Conophytum plants in flower. Conophytum cubicum up front with white flowers, C. burgeri pink at left, C. irmae yellow at front right, etc. etc.
  Here in New England, we're just reaching the end of the main flowering season for Conophytum (family Aizoaceae), my favorite group of dwarf succulents from South Africa (and slightly into Namibia). These plants grow during the cooler, shorter-day part of the year, and the majority of species bloom at the start of the growing season. For me, that's October, but in their native Southern Hemisphere habitat, they mostly bloom in April. A few species bloom earlier or later in the year, and a couple, like Conophytum bachelorum (purple plants at front left in the photo above), strictly flower in the late winter and spring.

More Conophytum flowers at a University of Connecticut greenhouse, October 2016.
The 100 or so species of Conophytum show a tremendous range of floral colors, but in all cases have a floral tube with a supply of nectar as a reward for pollinators. The tube is formed by the fused bases of the petals, which, technically, are thought to be modified stamens ("petaloid staminodes") in this family. The brightly colored daytime flowers that are most obvious in these photos are probably pollinated primarily by bees, long-tongued nectar drinking flies, and butterflies. They open on sunny days, close up at night, and tend to have only a faint, pleasant smell.

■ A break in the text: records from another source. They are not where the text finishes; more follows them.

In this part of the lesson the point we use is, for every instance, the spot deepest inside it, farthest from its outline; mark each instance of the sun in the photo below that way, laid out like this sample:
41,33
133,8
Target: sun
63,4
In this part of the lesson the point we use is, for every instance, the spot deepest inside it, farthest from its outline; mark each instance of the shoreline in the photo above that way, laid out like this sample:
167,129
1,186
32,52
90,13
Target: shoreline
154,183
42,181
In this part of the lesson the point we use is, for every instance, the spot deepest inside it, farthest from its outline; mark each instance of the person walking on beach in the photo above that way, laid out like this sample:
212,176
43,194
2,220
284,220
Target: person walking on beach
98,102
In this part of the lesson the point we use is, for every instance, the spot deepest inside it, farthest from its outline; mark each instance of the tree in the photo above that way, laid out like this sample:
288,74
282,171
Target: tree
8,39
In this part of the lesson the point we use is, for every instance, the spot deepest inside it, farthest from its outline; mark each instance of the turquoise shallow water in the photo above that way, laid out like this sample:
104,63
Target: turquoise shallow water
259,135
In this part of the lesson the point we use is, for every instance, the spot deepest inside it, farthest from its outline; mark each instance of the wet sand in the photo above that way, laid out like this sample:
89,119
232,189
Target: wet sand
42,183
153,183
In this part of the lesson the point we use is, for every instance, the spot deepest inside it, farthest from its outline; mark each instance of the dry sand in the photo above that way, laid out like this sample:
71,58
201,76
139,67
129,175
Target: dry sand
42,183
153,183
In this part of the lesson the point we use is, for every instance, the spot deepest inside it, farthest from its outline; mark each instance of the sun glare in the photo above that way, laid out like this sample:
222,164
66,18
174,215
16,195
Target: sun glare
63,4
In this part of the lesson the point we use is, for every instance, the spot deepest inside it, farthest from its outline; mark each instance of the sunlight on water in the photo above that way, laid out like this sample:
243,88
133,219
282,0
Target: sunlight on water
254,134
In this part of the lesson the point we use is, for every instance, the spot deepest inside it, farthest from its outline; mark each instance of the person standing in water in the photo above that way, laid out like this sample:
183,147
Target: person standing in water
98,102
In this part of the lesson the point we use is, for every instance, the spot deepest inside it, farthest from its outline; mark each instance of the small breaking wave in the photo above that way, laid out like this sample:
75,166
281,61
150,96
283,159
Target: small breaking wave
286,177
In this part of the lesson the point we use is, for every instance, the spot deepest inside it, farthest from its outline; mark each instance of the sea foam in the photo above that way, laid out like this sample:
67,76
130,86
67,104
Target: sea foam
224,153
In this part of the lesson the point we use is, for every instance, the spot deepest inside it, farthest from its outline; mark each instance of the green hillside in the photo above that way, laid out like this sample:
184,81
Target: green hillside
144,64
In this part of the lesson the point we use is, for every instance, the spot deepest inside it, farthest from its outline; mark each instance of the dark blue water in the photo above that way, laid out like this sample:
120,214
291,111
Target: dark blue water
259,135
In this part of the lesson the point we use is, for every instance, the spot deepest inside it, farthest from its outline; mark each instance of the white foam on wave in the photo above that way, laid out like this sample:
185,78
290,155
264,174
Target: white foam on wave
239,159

A number of species, like Conophytum calculus (grey-green spheres at lower left in the second photo), have nocturnal flowers that open fully after dark and produce strong sweet and spicy fragrances. Nocturnal Conophytum flowers are frequently a pale, dull yellow or straw color, but white, pale pink and dark bronze also occur. Nocturnal Conophytum flowers will only open properly at night if it has been sunny during the day. On the night after a dark, cloudy day, they remain closed, in what could be an adaptation to prevent the flowers from getting ruined by rain.


Rika said...

Beautiful plants and flowers! Thank you for sharing :)

Anonymous said...

Can the flowers be self-pollinated?

Matt said...

Anon: A couple of species, like C. rugosum, can sometimes be self-pollinated, but the majority will not set seed without getting pollinated by another individual.